Pieter Brueghel, nei suoi quadri è solito fare delle “allegorie morali”, in cui le azioni della gente di campagna, simboleggiano una varietà di peccati e di follie.
A tal proposito va citato anche la caduta di Icaro.
Questa caratteristica, permette a Brueghel di mostrare la vita quotidiana dei braccianti.
La stessa, che servì a molti artisti nord europei. Attraverso i secoli, questa peculiarità, permette di attingere continuamente, come fonte di ispirazione dalla vita campestre.
Non a caso, Già nel XVIII secolo, nella pittura c’è una forte prevalenza dell’ideale pastorale come una sorta di potere rigeneratore.
Sulla stessa scia, eleganti signore, scelgono di posare nel proprio ritratto con abiti contadini, come delle pastorelle o delle lattaie.
Uno degli scopi principali di Brueghel, era quello di “fotografare” con minuziosità di dettagli, il paesaggio stesso.
Sulla soglia del XIX secolo, gli artisti si ritrovano maggiormente interessati alla natura. Approfondiscono l’immagine di povertà, volgendo la loro attenzione alla campagna; perché il vero e unico obiettivo – dato realistico – doveva essere quello di ritrarre la schietta realtà.
Osservatori della cruda realtà
In Francia, nei secoli, sono ricordati artisti di rilievo come Gustave Courbet di cui tutti conoscono gli “Gli spaccapietre” olio su tela del 1849.
Courbet è colui il quale meglio concretizza l’idea nel pittore, di una vita contadina così dura, cruda amara da spingerlo a dipingere senza mostrare i volti; affinché s’intuisca come una vita di stenti distrugga l’identità dell’uomo stesso;
Oppure possiamo osservare un altro grande pittore, quale Jean-François Meillet e le sue “spigolatrici” – 1857, che vuole restituire dignità alla fatica del lavoro quotidiano.
Entrambi, di un realismo accentuato, colpiranno il gusto, con il loro intenso modo di rappresentare la povertà del lavoro.
Era sovente, per Brueghel, rappresentare anche le stagioni, poiché strettamente collegate alla vita dei campi. Infatti “il vecchio”, nel 1565 dipinse la famosa “Fienagione” caratteristico pannello del rinascimento nord europeo appartenente alla serie dei mesi.
Brueghel il vecchio è sovente accusato di dipingere “buffonerie”, da qui Pieter il “buffo”.
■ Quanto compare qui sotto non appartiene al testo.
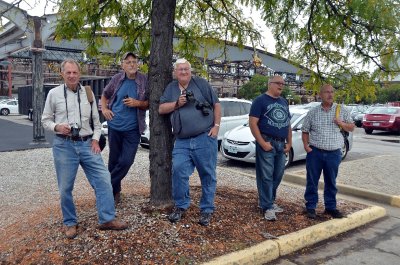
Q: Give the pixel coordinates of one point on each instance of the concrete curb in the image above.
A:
(392, 200)
(272, 249)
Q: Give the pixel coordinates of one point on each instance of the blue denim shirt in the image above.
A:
(111, 89)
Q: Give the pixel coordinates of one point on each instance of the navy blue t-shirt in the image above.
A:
(273, 114)
(125, 118)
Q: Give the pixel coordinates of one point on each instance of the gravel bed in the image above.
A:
(378, 173)
(28, 182)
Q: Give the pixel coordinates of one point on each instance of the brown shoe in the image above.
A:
(117, 198)
(113, 225)
(71, 231)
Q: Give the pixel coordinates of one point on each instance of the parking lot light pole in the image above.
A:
(37, 82)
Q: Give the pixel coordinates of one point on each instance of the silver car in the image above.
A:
(239, 143)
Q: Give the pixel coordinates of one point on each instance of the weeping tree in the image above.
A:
(336, 39)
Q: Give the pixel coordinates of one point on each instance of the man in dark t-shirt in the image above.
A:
(269, 121)
(195, 116)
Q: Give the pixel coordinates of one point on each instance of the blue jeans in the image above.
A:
(68, 155)
(123, 148)
(317, 161)
(270, 167)
(200, 152)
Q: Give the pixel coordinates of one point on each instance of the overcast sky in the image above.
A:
(38, 8)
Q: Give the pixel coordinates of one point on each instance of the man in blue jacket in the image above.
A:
(124, 103)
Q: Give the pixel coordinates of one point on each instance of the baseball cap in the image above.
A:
(128, 54)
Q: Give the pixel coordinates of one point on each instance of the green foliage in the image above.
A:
(200, 25)
(255, 87)
(332, 37)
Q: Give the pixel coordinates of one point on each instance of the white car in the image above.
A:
(9, 107)
(239, 143)
(234, 112)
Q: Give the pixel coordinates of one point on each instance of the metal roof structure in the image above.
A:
(231, 66)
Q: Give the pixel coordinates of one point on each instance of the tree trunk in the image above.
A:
(160, 74)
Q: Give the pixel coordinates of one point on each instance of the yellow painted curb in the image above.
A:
(314, 234)
(272, 249)
(395, 201)
(258, 254)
Questo perchè nel ritrarre la vita di campagna, in molti suoi dipinti, tra danze e attività popolari, non mancano i dettagli umoristici. Come ad esempio, gente impegnata a far rissa o a ubriacarsi (o a urinare). Tipico di questa pittura, definita spesso ridicola e buffa.
L’ereditarietà artistica
Brueghel il giovane, omonimo – figlio, nasce nel 1564, dal matrimonio con la figlia del suo grande maestro, Mayeken Coecke. Il suo primogenito, diventa un artista affermato come suo padre. Segue le sue orme, e si ricorda lo splendido ”Matrimonio di paese- 1600 ca.” che evidenzia la vicinanza paterna.
Nel 1568, nasce il suo secondogenito, Jan (noto come Jan Velvet– Jean dei velluti) abile pittore di tessuti.
A differenza di quanto alcuni sostengono, Brueghel il Vecchio, non fu mai maestro dei suoi figli. Ebbe una vita relativamente breve, e i figli erano troppo piccoli quand’egli morì.
Fu sepolto a Bruxelles, a Notre-Dame de la Chapelle nel 1569.